All tutors are trained by SSF and I've also taken away some really practical tips about encouraging creativity in kids, everyday.
  • Read often and widely to kids 
  • Ask kids questions as you read a book - 'what do you think happens on the next page? What do you think the penguin does next?' etc.
  • If the kid wants to read the book back the front, upside down, or sideways - let them!
  • Dress up with you kids and play, draw, write, create and have fun with them! Get involved in their imaginative world.
  • Take them on adventures - down the road, to a museum, on the bus or train. Talk about what they are seeing and encourage them to think and talk about what and why things might be happening.
These all sound super simple, but often I get stuck in the busy pace of life, and forget how awesome imagination is, and how it can transform our world.

Lately at our place we've been reading lots of animal books and watching some kid's wildlife documentaries. We live in the country and yesterday was for me, a typical drive home, past cows in a paddock. Yet for my toddler, we were charging on the African plains through a herd of wildebeest, and he was yelling in excitement, looking out for lions and cheetahs the whole way home. 

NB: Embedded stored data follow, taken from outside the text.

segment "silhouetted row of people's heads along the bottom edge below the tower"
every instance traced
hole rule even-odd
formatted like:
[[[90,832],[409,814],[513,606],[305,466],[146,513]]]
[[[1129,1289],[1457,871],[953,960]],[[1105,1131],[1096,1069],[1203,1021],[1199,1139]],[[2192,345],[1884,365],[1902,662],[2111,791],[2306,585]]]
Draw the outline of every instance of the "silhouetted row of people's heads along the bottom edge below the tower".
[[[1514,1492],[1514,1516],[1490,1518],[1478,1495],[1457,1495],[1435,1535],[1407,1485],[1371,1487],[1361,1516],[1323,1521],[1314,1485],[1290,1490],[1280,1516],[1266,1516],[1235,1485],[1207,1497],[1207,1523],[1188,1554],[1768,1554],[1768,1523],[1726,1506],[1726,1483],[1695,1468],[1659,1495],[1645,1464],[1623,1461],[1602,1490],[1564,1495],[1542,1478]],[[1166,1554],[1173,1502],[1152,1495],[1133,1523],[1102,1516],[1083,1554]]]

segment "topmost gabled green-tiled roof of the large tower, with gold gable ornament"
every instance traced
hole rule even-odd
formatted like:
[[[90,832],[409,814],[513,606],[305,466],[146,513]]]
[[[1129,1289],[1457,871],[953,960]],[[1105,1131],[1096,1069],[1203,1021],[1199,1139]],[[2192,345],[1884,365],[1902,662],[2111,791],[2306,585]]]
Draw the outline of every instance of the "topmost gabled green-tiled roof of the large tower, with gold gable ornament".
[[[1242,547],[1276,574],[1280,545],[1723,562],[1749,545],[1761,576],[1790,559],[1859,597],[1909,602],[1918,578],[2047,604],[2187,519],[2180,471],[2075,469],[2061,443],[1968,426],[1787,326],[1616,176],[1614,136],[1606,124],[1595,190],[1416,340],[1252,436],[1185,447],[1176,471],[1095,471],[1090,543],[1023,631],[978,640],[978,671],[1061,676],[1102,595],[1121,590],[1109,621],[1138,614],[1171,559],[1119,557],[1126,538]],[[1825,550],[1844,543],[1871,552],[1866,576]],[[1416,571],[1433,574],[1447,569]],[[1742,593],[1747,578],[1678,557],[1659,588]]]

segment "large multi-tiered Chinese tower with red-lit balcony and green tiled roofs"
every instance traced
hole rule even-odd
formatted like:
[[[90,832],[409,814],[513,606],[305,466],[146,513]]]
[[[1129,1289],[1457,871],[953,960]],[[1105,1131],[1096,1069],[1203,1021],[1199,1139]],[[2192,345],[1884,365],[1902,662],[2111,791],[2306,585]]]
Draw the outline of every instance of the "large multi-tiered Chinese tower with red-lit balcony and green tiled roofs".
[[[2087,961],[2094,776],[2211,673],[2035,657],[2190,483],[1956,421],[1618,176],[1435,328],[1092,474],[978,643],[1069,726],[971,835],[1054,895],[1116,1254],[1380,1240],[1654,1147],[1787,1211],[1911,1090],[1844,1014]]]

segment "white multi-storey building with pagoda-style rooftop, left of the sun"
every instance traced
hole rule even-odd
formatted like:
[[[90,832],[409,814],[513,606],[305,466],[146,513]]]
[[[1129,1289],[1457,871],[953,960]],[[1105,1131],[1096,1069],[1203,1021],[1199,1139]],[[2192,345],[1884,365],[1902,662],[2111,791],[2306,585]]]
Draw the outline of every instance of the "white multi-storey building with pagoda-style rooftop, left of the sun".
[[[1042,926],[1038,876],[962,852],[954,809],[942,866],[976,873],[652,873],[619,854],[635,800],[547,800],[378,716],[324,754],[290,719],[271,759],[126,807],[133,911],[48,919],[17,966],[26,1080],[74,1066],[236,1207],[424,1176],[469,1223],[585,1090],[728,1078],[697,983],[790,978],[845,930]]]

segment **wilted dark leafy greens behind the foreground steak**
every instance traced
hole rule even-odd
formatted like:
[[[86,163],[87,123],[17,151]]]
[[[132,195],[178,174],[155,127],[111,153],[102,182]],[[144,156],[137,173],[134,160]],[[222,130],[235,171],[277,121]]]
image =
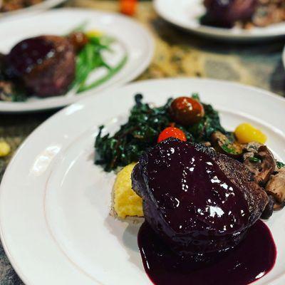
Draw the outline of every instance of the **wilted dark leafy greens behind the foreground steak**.
[[[193,98],[199,100],[197,94]],[[115,170],[118,166],[125,166],[138,161],[148,147],[157,143],[161,131],[173,124],[169,107],[172,98],[161,107],[151,107],[142,103],[142,95],[135,95],[135,105],[130,110],[128,123],[120,126],[115,135],[103,135],[104,126],[100,126],[95,140],[95,163],[104,165],[105,171]],[[205,115],[199,123],[190,127],[175,124],[186,135],[187,140],[206,142],[214,131],[226,133],[219,120],[219,114],[211,105],[202,104]]]

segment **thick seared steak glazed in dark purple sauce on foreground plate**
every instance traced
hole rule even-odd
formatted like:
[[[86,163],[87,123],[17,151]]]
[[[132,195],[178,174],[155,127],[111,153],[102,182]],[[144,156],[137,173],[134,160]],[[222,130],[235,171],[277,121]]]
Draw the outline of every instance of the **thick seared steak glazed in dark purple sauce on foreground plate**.
[[[132,182],[145,219],[180,255],[234,247],[268,202],[242,163],[173,138],[140,157]]]

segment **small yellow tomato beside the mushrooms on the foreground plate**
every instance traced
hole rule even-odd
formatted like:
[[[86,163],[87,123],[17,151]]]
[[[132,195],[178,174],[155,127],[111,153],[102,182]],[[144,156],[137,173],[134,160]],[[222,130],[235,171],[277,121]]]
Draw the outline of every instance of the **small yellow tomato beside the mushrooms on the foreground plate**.
[[[264,135],[261,130],[254,128],[254,126],[249,123],[238,125],[234,131],[234,135],[240,143],[260,142],[264,144],[267,140],[266,135]]]

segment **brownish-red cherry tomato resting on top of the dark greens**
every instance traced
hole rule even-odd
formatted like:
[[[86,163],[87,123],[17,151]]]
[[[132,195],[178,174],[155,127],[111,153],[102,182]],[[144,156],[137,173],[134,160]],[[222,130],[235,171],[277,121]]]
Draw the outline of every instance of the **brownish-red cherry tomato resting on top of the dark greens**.
[[[170,115],[181,125],[193,125],[204,117],[204,107],[190,97],[178,97],[170,105]]]

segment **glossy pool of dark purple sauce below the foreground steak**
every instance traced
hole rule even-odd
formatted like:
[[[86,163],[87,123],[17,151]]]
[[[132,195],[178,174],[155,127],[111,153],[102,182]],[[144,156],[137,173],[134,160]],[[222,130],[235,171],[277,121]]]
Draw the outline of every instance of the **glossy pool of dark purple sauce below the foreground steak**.
[[[179,257],[147,222],[140,227],[138,246],[145,271],[155,285],[246,285],[267,274],[276,260],[274,239],[261,220],[237,247],[222,254]]]

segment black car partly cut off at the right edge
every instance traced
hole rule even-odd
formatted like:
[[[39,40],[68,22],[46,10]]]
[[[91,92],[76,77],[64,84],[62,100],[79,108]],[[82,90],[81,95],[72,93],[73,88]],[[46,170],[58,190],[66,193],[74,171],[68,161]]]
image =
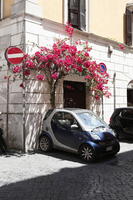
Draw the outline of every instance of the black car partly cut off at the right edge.
[[[116,108],[111,115],[109,126],[119,139],[133,139],[133,107]]]

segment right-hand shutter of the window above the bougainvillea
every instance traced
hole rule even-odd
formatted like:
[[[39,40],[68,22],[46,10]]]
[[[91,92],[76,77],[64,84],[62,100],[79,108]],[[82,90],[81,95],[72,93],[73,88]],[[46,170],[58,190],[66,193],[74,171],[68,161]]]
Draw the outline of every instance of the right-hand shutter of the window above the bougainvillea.
[[[80,0],[80,29],[86,30],[86,1]]]

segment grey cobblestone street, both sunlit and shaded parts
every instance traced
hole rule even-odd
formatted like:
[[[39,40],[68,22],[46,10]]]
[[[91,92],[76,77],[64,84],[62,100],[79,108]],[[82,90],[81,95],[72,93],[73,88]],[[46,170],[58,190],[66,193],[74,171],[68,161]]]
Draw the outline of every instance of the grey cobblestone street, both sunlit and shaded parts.
[[[90,199],[133,199],[133,143],[93,164],[60,151],[0,157],[0,200]]]

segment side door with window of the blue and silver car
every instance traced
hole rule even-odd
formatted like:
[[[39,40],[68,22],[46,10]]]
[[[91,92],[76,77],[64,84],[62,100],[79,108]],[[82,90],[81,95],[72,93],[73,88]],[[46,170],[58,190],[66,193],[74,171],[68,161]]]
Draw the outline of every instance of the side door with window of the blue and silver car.
[[[67,147],[77,149],[83,140],[82,129],[74,116],[67,112],[57,112],[51,121],[55,138]]]

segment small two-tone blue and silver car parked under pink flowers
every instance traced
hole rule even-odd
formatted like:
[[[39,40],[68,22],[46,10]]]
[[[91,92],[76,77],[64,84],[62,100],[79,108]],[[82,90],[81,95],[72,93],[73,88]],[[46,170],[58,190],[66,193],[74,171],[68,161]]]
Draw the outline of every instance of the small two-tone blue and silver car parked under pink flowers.
[[[92,111],[65,108],[46,113],[39,148],[44,152],[52,148],[70,151],[91,162],[117,154],[120,145],[113,130]]]

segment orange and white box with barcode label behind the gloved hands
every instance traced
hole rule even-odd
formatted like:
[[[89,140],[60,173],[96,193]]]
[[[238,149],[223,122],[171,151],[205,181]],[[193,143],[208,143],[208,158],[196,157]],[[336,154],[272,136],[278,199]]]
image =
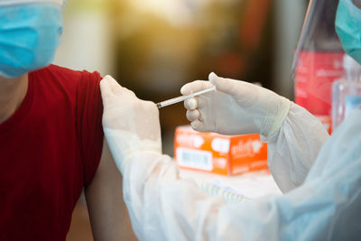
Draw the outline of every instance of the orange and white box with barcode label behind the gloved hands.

Together we've spotted blue whales in the bath, a leopard behind the couch and a crocodile under the kitchen table who happened to love chomping on broccoli (it vanished from my toddler's plate and appeared under the table, for crocodile to eat).  

I'm looking forward to seeing how imagination transforms our world tomorrow!

What worlds are being created at your place lately?  Do you have a favorite activity where you lose yourself in the creative 'flow'? Do crocodiles eat all the broccoli at your place too?